This is the time of year we like to talk about New Year’s resolutions, what we’re going to do differently next year, and all that good stuff. If you’re feeling a little more inclined toward self-congratulation than self-improvement, though, I’ve got a suggestion: take a minute and let yourself reflect on what you did right in 2016.
The point here isn’t just to do some self-back-patting (although that’s always fun too). It’s that looking at what ADHD coping strategies worked in 2016 is a good way of figuring out what to do in 2017.
Think of it this way: managing ADHD is about trying different coping strategies that make it easier to live with the symptoms of the disorder. If you’re like me, probably less than half of the coping strategies you try end up actually working. As a ballpark, let’s say 1 in 4 of the ADHD coping strategies you try end up being effective.
That means if you make a bunch of New Year’s resolutions to try new ADHD coping strategies in 2017, most of those strategies are going to fail. But if you reflect on the coping strategies that really worked in 2016 and commit to putting those into practice in 2017, your success rate is going to be much higher!
The reason this takes some reflection is that you might not even be aware of what your successful 2016 ADHD coping strategies were – we don’t always consciously say “I’m implementing an ADHD coping strategy” when we make adjustments in our lives.
Look for the small things and the big things.
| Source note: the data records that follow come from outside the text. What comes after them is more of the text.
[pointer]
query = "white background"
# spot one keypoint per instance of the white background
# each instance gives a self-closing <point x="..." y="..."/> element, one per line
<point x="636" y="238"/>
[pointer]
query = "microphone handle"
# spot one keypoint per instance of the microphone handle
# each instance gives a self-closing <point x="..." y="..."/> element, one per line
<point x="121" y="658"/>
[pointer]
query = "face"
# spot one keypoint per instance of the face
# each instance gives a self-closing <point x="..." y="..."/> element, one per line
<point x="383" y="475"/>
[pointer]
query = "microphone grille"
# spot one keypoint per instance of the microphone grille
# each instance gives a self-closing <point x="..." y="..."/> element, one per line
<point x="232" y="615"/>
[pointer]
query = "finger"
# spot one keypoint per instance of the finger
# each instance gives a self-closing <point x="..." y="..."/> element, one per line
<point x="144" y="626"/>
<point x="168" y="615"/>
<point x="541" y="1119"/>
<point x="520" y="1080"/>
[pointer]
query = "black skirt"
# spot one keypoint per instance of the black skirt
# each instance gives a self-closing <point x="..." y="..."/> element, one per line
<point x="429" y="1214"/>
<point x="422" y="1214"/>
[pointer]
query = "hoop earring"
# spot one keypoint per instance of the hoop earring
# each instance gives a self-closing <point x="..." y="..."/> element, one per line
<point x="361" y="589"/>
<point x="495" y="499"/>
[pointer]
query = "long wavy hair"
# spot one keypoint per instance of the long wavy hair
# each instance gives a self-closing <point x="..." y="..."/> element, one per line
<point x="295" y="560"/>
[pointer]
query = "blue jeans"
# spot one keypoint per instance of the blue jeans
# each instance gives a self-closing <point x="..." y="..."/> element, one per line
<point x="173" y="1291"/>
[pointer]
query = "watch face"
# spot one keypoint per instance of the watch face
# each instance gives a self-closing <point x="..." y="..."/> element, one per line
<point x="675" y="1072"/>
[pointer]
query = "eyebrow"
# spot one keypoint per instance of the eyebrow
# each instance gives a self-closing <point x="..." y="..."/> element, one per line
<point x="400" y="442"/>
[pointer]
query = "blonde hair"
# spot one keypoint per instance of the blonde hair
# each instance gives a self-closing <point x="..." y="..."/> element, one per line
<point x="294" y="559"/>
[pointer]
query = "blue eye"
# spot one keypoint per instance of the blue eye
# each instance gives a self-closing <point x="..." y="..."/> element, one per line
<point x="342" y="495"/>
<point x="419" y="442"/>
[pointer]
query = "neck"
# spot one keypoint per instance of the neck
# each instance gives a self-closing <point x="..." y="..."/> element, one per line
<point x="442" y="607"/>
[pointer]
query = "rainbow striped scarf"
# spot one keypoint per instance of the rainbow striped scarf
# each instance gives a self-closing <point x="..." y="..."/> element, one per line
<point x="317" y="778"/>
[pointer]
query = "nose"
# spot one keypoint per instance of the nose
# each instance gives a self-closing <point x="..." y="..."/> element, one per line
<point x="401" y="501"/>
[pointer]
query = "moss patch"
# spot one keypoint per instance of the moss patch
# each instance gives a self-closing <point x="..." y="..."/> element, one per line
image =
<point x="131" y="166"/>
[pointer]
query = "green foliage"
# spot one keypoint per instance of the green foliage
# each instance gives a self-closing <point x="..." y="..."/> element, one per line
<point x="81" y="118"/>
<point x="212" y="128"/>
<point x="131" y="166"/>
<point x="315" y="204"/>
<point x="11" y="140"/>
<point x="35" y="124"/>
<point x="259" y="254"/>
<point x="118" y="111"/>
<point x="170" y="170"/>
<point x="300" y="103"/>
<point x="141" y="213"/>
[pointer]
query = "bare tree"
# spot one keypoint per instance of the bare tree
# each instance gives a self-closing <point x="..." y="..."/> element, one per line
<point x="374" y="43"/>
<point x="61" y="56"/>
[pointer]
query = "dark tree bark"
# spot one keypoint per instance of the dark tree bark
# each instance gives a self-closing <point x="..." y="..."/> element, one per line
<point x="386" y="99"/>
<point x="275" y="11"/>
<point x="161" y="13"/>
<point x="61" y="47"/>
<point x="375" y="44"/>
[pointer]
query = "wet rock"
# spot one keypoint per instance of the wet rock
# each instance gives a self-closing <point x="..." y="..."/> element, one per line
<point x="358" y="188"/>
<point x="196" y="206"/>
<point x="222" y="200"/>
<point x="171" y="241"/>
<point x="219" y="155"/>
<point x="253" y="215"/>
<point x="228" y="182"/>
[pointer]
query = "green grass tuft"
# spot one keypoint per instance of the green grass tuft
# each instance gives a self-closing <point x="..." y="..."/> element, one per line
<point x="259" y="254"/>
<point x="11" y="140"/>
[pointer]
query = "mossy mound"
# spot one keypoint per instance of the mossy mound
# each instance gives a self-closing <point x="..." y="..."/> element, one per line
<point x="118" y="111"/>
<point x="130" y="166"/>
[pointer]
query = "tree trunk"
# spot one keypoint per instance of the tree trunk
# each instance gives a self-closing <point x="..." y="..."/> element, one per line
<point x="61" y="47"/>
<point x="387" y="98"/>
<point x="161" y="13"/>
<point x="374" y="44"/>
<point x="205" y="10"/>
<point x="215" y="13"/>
Maybe you found a new organizational system that made it easier to be productive. Maybe you quit a job that was a bad fit for your ADHD brain.
Then figure out ways to continue those changes into 2017. If that new organizational system works, keep using it, and see if you can put something similar into practice in other parts of your life!
No need to be too literal. If you quit your job in 2016, you don’t have to quit your job again in 2017! But you could make a more general commitment to noping the hell out of other environments that bring out the worst of your ADHD symptoms and don’t play to your strengths.
Too often, New Year’s resolutions are about guilt and redemption: I did this thing wrong, so I’m going to atone for it next year. Sometimes it’s a lot more fun to extend your successes: I did this thing right in 2016, and I’m going to do it even more right in 2017!